Para quem observa de fora, pode parecer apenas uma excentricidade ou um hobby. No entanto, para muitas mulheres, especialmente mães enlutadas, mulheres em sofrimento psíquico ou em busca de um espaço afetivo para acolher suas dores, esses bebês representam mais do que objetos — são símbolos de perdas, afetos, reparações emocionais e até mesmo reorganizações internas. É nesse contexto que a psicoterapia se apresenta não como um espaço de julgamento, mas como um lugar de acolhimento, escuta e elaboração. A mulher que encontra conforto, sentido ou expressão emocional por meio do cuidado com um bebê reborn merece ser escutada com a mesma seriedade e respeito que qualquer outro sujeito em sofrimento psíquico.

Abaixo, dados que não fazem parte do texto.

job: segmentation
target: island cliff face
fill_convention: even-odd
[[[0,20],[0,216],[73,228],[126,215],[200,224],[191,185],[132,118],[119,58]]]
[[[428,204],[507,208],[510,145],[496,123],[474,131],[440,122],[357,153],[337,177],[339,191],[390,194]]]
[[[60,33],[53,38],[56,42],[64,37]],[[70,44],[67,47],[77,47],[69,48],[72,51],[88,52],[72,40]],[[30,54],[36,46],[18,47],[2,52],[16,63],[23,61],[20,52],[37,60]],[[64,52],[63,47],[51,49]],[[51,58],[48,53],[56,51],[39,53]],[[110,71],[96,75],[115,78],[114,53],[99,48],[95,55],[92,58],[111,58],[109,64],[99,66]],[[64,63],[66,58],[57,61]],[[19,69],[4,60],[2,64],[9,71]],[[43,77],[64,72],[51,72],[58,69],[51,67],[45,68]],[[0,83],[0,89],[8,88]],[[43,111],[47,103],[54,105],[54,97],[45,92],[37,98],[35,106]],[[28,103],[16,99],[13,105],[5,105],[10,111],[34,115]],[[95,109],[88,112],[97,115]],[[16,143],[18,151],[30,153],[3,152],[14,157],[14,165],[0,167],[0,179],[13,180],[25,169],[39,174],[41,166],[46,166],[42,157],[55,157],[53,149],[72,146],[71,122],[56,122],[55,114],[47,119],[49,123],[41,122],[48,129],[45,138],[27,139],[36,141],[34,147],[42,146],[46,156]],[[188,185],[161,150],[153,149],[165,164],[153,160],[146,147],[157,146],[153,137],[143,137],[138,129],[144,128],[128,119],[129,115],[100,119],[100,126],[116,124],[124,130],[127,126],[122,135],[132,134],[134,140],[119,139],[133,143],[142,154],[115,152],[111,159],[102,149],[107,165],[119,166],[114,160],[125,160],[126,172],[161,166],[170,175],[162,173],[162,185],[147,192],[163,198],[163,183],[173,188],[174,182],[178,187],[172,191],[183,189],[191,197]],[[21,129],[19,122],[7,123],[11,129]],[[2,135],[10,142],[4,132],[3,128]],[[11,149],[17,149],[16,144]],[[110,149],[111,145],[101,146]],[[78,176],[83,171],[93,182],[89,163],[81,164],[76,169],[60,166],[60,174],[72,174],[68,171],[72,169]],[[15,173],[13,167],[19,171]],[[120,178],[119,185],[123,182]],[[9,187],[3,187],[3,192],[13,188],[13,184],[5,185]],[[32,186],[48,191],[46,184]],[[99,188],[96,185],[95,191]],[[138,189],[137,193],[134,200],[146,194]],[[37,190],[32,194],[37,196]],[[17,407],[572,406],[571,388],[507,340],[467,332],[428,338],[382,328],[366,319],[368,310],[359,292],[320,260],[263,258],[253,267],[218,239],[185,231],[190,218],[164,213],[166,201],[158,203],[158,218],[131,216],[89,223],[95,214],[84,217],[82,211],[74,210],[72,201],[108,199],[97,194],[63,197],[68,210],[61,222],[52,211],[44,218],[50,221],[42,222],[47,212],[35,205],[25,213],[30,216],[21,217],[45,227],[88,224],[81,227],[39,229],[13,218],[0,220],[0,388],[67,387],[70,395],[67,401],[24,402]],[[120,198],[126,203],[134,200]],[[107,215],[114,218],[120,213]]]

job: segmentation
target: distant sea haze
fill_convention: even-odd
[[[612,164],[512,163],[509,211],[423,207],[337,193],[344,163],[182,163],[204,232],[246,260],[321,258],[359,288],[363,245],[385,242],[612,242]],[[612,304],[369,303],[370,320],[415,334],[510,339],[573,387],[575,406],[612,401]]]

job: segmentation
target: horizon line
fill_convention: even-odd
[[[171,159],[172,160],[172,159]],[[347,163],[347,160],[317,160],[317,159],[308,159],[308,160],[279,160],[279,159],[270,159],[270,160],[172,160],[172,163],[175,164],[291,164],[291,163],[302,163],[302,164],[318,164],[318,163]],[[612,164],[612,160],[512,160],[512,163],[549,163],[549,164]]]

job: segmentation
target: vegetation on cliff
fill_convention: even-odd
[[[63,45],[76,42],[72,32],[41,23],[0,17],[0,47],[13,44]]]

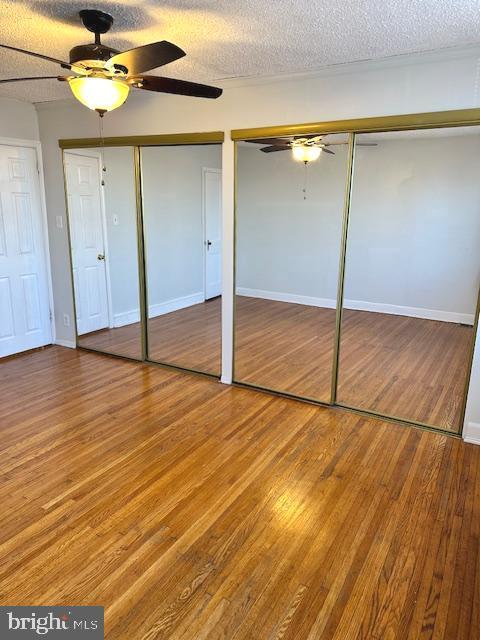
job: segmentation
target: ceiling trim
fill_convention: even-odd
[[[480,124],[480,109],[456,109],[409,113],[353,120],[333,120],[306,124],[287,124],[255,129],[233,129],[232,140],[249,140],[277,136],[292,136],[310,133],[368,133],[372,131],[407,131],[409,129],[435,129],[440,127],[462,127]]]

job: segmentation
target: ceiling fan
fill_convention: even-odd
[[[120,107],[127,99],[132,87],[197,98],[218,98],[222,95],[222,89],[217,87],[174,78],[144,75],[146,71],[169,64],[186,55],[185,51],[171,42],[162,40],[120,52],[100,41],[101,34],[107,33],[113,24],[111,15],[96,9],[84,9],[79,15],[85,28],[95,34],[95,41],[73,47],[69,62],[0,44],[3,49],[18,51],[59,64],[62,69],[68,69],[75,75],[9,78],[0,80],[0,84],[53,79],[68,82],[77,100],[89,109],[97,111],[101,116],[106,111]]]
[[[291,136],[290,138],[259,138],[258,140],[246,140],[253,144],[265,144],[260,151],[263,153],[273,153],[275,151],[291,151],[294,160],[299,162],[313,162],[318,160],[321,153],[328,153],[332,156],[335,152],[329,147],[346,145],[348,142],[323,142],[324,135],[311,136]],[[375,142],[360,142],[359,147],[376,147]]]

Muitas vezes, essas mulheres enfrentam críticas da sociedade, de familiares ou até mesmo do sistema de saúde, sendo rotuladas como frágeis, infantis ou "fora da realidade". No entanto, o trabalho psicoterapêutico reconhece que o sofrimento não precisa ser validado por parâmetros externos para ser legítimo. O que importa é o que aquela experiência representa para aquela pessoa, naquele momento de sua vida.

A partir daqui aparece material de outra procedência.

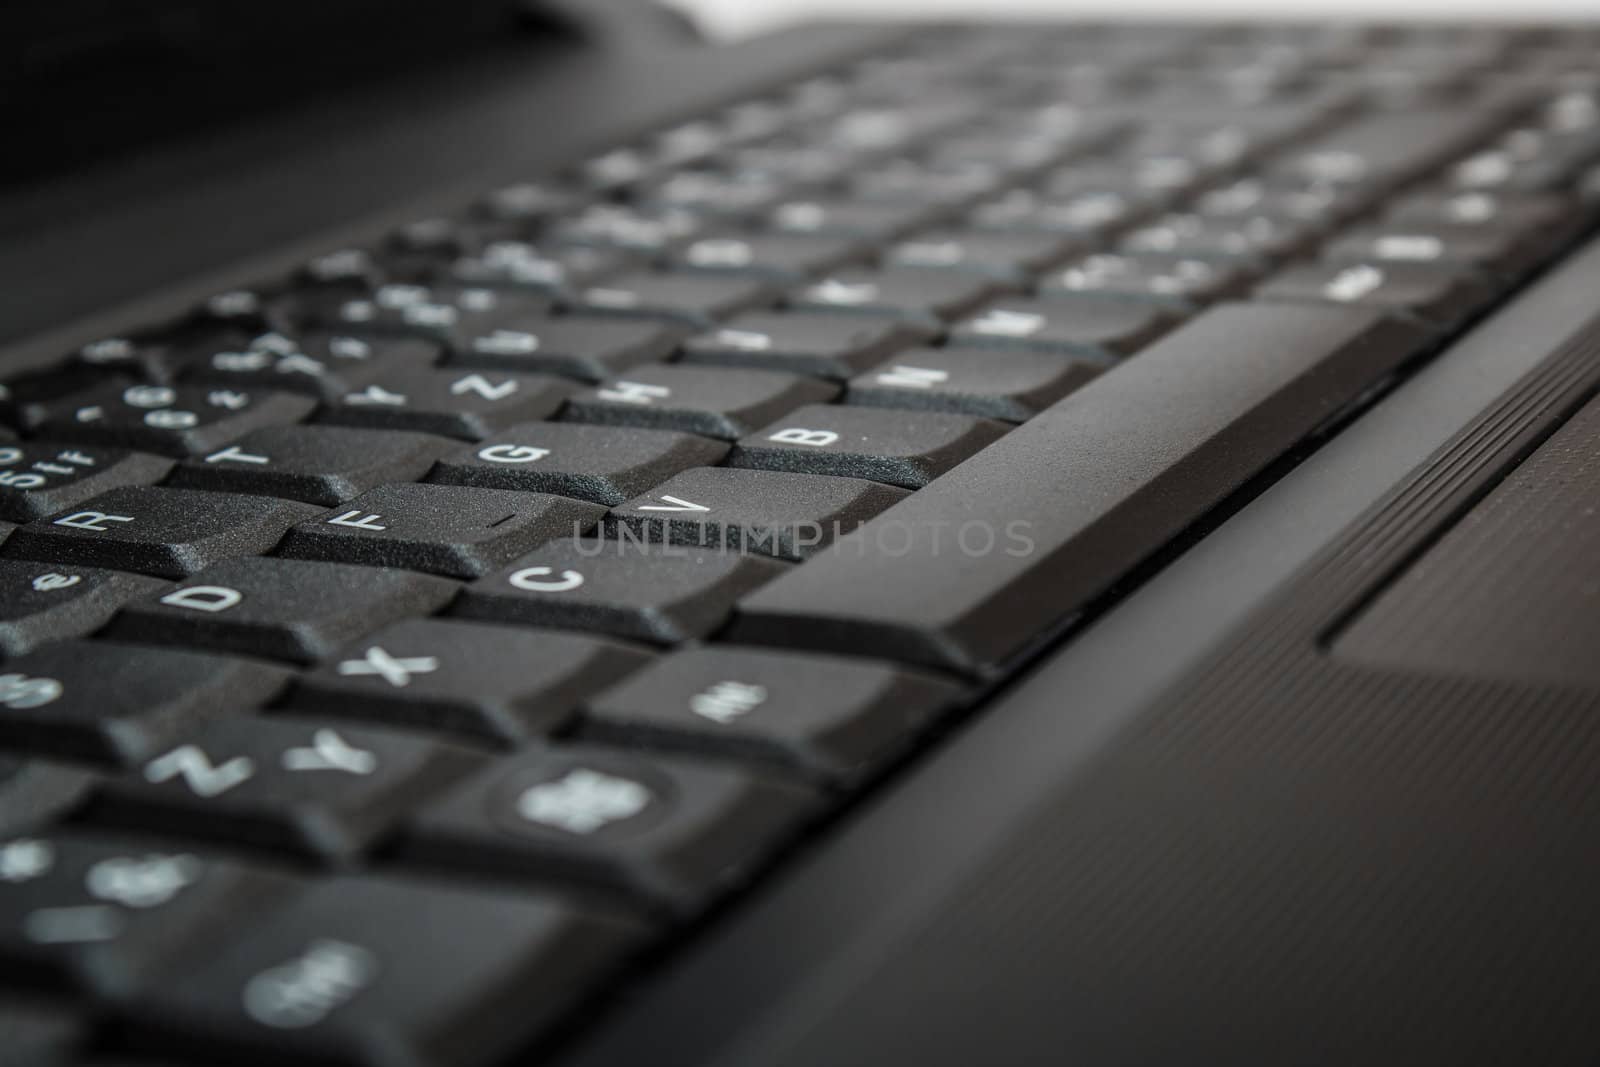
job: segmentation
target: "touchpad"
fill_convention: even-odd
[[[1600,687],[1600,400],[1592,400],[1333,645],[1340,659]]]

Ao longo do processo terapêutico, é possível compreender as camadas mais profundas dessa relação: a dor de uma perda gestacional, a solidão da maternidade, a ausência de acolhimento afetivo na infância, ou até mesmo o desejo de construir uma narrativa reparadora sobre si mesma. Tudo isso pode emergir nas sessões, sempre sob o olhar respeitoso e ético do profissional de saúde mental. Por isso, mais do que tratar a mulher que cuida de um bebê reborn como uma “paciente curiosa”, é preciso enxergá-la como uma mulher em processo, que busca sentido, cuidado e escuta em um mundo que muitas vezes silencia. A psicoterapia, nesse caso, é uma ponte entre o simbólico e o real — entre a dor e a possibilidade de reconstrução.
Que possamos como sociedade ampliar nosso olhar e, como profissionais da saúde mental, continuar a oferecer escuta genuína e livre de preconceitos. Afinal, cuidar da saúde emocional é, acima de tudo, um ato de humanidade.